It’s an odd paradox of society that almost ubiquitously, choice and freedom of choice are seen as positive things – and yet the more choice we are provided with as individuals, the more difficult a decision becomes.

Take paint shopping as an example. If you went to the local DIY store, and the available colours were blue, yellow, red and white, the choice would be relatively straight forward (not ideal – but given the limited options, probably easier) to match the paint colour of your walls to that of the tiles in your bathroom, for instance. However, in the real world DIY store we’re faced with ghost, snow, ivory, seashell, corn-silk, linen, beige, champagne, flax, vanilla, cream and lace; and they are just the shades of white.

What this creates is a huge amount of effort for us as consumers to make decisions, and when you multiply that time and time again (for the bathroom, the bedroom, the three sides of a living room and the ‘feature’ wall, the shades of granite for your kitchen worktops, etc.) the cognitive functions of the brain begin to tire. This leads in part to something called heuristics, which we’ll cover in a later post, as well as some poor decision making.

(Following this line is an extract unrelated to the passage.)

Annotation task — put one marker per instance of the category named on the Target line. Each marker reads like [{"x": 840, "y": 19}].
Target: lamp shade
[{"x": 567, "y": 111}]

Marketing and Decision Fatigue

There are numerous good examples of where marketers and big business utilise decision fatigue to increase sales, particularly of impulse purchases. One which we’ll all be aware of is the confectionary counter at the check-out of a shop. By the time you’ve trawled around Asda (Wal-Mart for our American readers) for an hour, deciding on the healthiest version of peanut butter, the lowest calorie jam (Jelly, in the US) and whether you want brown, white, seeded or gluten free bread, all the time trying to make the best decisions for your family, by the time you arrive at the counter, you are far more likely to make a ‘bad’ decision and purchase a sugary snack – and probably to rationalise it as a reward for making all the other good decisions.

This is also the same reason why people who diet often cave in a huge way; rather than having one little treat a day for instance, they use all their cognitive energy concentrating on only eating healthy, low calorie food. By 8pm on the fifth day, the cumulative effort of doing so eventually breaks the walls and they make a bad decision; in the UK, we call this a kebab.

Perhaps worryingly, this trait doesn’t only apply to food and relatively banal consumer products, but also to far more important things in life like doctors and judicial decision making. A study in the United States from Shai Danzigera, Jonathan Levav and Liora Avnaim-Pesso suggests that in parole decisions (decisions involving a huge amount of consideration and cognitive effort), as the day goes on, the number of favourable decision drops gradually from around two thirds to almost zero. Something to bear in mind!